İthalat genellikle yurtiçinde üretilemeyen veya ürün arzının yetersiz kaldığı mal ve hizmetlerde yapılır. Ancak son yıllarda enflasyonu düşürmek için ithalat yoluna başvurulması, hatta ithalatı kolaylaştıran uygulamalara, gümrük vergi ve fonlarının kaldırılması yoluna gidilmesi üretim sorunlarını arttırmaktadır.

Tarım ürünlerinde dış ticaret dengesi son 20 yıla kadar açık vermiyordu. Ancak kontrolsüz tarım ürünleri ithalatı, gıda üretimini düşürdü. Ekilmeyen arazi varlığı hızla artmaya başladı.

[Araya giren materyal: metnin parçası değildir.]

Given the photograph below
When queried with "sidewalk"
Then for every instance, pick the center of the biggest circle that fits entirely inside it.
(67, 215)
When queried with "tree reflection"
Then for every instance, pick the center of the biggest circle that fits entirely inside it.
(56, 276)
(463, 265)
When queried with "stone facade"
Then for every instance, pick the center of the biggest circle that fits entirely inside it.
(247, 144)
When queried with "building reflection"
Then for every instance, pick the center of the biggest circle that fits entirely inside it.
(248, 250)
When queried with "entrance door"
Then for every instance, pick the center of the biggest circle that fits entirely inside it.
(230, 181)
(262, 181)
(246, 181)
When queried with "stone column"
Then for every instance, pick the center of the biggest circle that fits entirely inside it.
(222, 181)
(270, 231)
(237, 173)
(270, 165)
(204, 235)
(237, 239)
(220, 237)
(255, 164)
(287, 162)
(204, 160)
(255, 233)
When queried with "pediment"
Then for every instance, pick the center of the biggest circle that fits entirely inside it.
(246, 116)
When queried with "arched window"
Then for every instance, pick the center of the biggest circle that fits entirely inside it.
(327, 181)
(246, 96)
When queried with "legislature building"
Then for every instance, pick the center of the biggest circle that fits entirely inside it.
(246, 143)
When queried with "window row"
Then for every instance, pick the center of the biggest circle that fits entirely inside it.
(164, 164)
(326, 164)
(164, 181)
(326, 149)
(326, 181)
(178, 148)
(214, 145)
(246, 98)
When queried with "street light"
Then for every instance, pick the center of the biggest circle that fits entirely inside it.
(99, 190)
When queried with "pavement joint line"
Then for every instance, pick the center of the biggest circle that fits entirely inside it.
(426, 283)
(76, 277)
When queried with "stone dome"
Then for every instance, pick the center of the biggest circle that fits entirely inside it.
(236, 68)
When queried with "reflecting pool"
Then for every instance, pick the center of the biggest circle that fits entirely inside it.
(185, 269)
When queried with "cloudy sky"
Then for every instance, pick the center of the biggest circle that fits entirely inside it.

Türkiye uzun yıllar Kuzey Amerika kıtasına, özellikle Kanada’ya mercimek ve nohut ihraç etmiştir. Bugün aynı coğrafyadan mercimek ve nohut ithal etmektedir. Kuru fasulye başta Arjantin olmak üzere Güney Amerika’dan gelmektedir.

Üretim dışı kalan tarım alanları incelendiğinde, buğday ekim alanının 20 milyon dekar, arpa ekim alanının ise 10 milyon dekar azaldığı görülmektedir.

Hububat ve bakliyat ithalatının yıl boyu devam etmesi, gümrük vergisi ve fonların kaldırılması, iç piyasada fiyat düşüşleri ve belirsizliklerine neden olmakta, üreticiyi mağdur etmektedir. Bu nedenle üretici, üretimden uzaklaşmaktadır.

Türkiye öteden beri yağ ve yağlı tohum ithalatı yapmaktadır. Çünkü üretimi ihtiyacı karşılamamaktadır. Bu alanda ithalat yoluna başvurmak zorunludur.

2000’li yılların başlarında yağ ve yağlı tohum ithalatı dışında çok fazla tarım ürünü ithal edilmiyordu. Ağırlıklı olarak susam ithal ediliyordu. Günümüzde ayçiçeği, soya, palm gibi ürünlerin yağları ithal edilmektedir. İthalat üretimi düşürmekte ve dışa bağımlılık artmaktadır.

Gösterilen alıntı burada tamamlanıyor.